Mas, além deste grupo, a especialista acredita que é preciso avaliar a oferta de um segundo reforço, com um imunizante diferente, para a população com mais de 60 anos que fez as três doses de CoronaVac. Ela também destaca que os anticorpos precisam ser mantidos em níveis altos, a partir de doses frequentes, quando há uma grande circulação do vírus. Entretanto, no cenário atual, a ampliação da oferta dos reforços não seria necessária para todas as pessoas:
— Com a diminuição da circulação do vírus, não vejo necessidade de ampliar a oferta da quarta dose para toda a população adulta. Vejo necessidade em idosos, principalmente naqueles com comorbidades, e em pessoas imunossuprimidas, observando também aqueles acima de 60 anos que fizeram as três doses da CoronaVac.
Para Andrea, é fundamental que as autoridades sanitárias permaneçam atentas ao aumento da circulação e ao cenário epidemiológico para que, caso ocorra uma nova piora na pandemia, se verifique a possibilidade de oferecer a quarta dose para quem foi vacinado há mais tempo (quatro ou seis meses), priorizando os idosos, as pessoas com comorbidades e, somente depois, a população geral. Além disso, é necessário resgatar as pessoas que ainda não fizeram o primeiro reforço.
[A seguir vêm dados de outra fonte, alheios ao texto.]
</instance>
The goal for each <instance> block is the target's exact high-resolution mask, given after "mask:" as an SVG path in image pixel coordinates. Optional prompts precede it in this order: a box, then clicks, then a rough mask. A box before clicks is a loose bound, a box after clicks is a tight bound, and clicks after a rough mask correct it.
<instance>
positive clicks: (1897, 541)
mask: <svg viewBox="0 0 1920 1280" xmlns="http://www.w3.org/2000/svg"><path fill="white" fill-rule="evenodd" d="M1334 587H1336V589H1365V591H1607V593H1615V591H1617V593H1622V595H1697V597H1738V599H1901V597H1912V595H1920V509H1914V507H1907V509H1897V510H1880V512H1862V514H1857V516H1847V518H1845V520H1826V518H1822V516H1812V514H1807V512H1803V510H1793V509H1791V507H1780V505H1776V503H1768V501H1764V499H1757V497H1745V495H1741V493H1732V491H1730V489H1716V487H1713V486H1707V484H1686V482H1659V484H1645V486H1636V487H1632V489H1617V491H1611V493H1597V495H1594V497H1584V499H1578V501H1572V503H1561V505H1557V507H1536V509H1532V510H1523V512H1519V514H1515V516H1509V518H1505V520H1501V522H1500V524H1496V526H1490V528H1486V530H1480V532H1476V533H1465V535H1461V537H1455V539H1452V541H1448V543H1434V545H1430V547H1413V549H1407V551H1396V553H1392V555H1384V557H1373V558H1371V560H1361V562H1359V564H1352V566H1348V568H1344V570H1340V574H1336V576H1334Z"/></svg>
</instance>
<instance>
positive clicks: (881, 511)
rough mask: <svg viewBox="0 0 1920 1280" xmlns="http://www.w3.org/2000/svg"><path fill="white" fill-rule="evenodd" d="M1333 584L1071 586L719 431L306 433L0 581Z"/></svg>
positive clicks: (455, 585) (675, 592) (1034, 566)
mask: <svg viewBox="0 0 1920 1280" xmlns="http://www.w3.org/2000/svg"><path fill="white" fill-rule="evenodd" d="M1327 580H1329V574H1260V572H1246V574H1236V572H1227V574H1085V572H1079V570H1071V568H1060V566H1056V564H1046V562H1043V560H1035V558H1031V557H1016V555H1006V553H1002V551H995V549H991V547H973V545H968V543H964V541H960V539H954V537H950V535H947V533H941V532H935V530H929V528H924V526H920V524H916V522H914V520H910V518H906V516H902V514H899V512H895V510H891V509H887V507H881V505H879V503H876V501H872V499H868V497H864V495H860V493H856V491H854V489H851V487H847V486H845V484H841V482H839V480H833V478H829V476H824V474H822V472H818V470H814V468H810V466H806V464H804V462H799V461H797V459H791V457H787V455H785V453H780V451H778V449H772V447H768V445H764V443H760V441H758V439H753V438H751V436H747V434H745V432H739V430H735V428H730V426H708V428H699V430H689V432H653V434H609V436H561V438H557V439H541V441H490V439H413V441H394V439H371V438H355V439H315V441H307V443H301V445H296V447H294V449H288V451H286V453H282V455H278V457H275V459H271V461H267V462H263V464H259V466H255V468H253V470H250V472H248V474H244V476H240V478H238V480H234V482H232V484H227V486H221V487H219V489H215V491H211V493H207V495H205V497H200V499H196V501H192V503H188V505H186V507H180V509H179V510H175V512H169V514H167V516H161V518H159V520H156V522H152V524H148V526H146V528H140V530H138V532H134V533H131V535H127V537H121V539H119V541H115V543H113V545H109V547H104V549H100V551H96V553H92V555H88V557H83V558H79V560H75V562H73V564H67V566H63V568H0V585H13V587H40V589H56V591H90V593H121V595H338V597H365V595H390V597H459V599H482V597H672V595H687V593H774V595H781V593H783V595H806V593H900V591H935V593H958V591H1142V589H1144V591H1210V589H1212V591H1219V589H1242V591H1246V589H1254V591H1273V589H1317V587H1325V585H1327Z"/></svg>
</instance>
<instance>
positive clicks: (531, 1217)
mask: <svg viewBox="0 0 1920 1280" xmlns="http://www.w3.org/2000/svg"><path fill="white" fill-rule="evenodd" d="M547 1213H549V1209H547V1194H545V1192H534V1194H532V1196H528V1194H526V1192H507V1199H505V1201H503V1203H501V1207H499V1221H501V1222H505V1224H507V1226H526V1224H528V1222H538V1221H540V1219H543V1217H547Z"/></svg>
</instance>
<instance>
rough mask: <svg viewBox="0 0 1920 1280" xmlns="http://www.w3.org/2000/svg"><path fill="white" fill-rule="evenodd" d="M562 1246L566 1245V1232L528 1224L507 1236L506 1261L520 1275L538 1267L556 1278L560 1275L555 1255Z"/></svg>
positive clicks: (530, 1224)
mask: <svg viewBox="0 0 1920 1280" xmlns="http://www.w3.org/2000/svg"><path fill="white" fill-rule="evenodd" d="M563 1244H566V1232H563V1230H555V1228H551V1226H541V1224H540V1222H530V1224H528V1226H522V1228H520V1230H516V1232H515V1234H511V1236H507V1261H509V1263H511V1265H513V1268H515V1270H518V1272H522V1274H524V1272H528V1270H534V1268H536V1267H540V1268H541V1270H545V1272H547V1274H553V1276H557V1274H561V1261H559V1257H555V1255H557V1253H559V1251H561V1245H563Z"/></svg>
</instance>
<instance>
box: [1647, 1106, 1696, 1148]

Novas faixas etárias serão avaliadas conforme a necessidade
Renato Kfouri, diretor da Sociedade Brasileira de Imunizações (SBIm), destaca que a recomendação do Ministério da Saúde foi embasada pelos dados epidemiológicos que mostraram uma redução da proteção em uma determinada faixa etária. Segundo o especialista, já era esperado que o primeiro grupo a demonstrar uma perda de anticorpos fosse o dos idosos acima de 80 anos, não apenas por ser o mais vulnerável, mas também por ter sido o primeiro a receber doses de vacinas contra a covid-19.
— Por enquanto, ainda não há uma outra faixa etária que demonstre sinais de perda de proteção, mas vamos continuar acompanhando se este fenômeno vai acontecer em outras idades. Se notarmos que há diminuição em outros grupos, vamos usar esse mesmo critério para a adoção da dose de reforço: havendo perda de proteção, a indicação é necessária — esclarece.
Kfouri complementa que, provavelmente, essa diminuição dos anticorpos ocorra de forma escalonada, assim como foram os períodos de vacinação. Desta forma, ainda não há certeza sobre para quem e em que momento o segundo reforço será necessário, mas, por enquanto, a medida está atendendo quem precisa.